- 著者: Lei Wang, Han Chu, Degao Chen, Yuxuan Wei, Jia Jia, Liqi Li, Linfeng He, Lina Peng, Fangfang Liu, Shanshan Huang, Zheng Jin, Dong Zhou, WenFeng Fang, Tao Jiang, Shouxia Xu, Xiaofang Ding, Haoyang Cai, Xindong Liu, Qingzhu Jia, Bo Zhu, Qian Chu
- Corresponding author: Qingzhu Jia (Third Military Medical University), Bo Zhu (Third Military Medical University), Qian Chu (Tongji Hospital, Huazhong University of Science and Technology)
- 雑誌: Nature Cell Biology
- 発行年: 2026
- Epub日: 2026-01-07
- Article種別: Original Article
- PMID: 41501177
背景
免疫チェックポイント阻害薬 (ICB: immune checkpoint blockade) 療法、特にPD-(L)1やCTLA-4を標的とする治療は、非小細胞肺がん (NSCLC: non-small-cell lung cancer) の治療パラダイムを劇的に変革した (Gandhi et al. NEnglJMed 2018, Mok et al. Lancet 2019)。しかし、5年生存率は依然として低く、有効な予測バイオマーカーも不足している。腫瘍細胞に内在する因子や、免疫抑制的な腫瘍微小環境 (TME: tumour microenvironment) がICB耐性を構築することが知られており (Sharma et al.
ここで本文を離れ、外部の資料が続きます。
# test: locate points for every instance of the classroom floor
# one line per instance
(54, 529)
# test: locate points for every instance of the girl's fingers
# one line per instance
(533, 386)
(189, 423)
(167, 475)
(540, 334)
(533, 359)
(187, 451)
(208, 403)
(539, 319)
Cell 2017)、その中でも腫瘍関連マクロファージ (TAM: tumour-associated macrophage) は、チェックポイント分子の発現、T細胞の疲弊誘導、制御性T細胞 (Treg: regulatory T cell) の動員や極性化などを通じて、免疫抑制の中心的役割を果たしている (Gordon et al. Nature 2017)。
TAMの免疫抑制機能は、その代謝プログラムと密接に関連している。TAMは非常に代謝活性が高く、TME内において腫瘍細胞を凌駕するほどの活発なグルコース取り込みを示す。これにより、CD8陽性T細胞の解糖系活性とインターフェロンガンマ (IFN-γ) 産生が制限され、抗腫瘍免疫が抑制される。また、TAM自身は乳酸依存的にインターロイキン-10 (IL-10) やPD-L1の発現を上昇させることが報告されている。さらに、TAMの不均一性は空間的な局在によっても規定され、低酸素ニッチが免疫抑制性TAMの分化を促進することが知られている。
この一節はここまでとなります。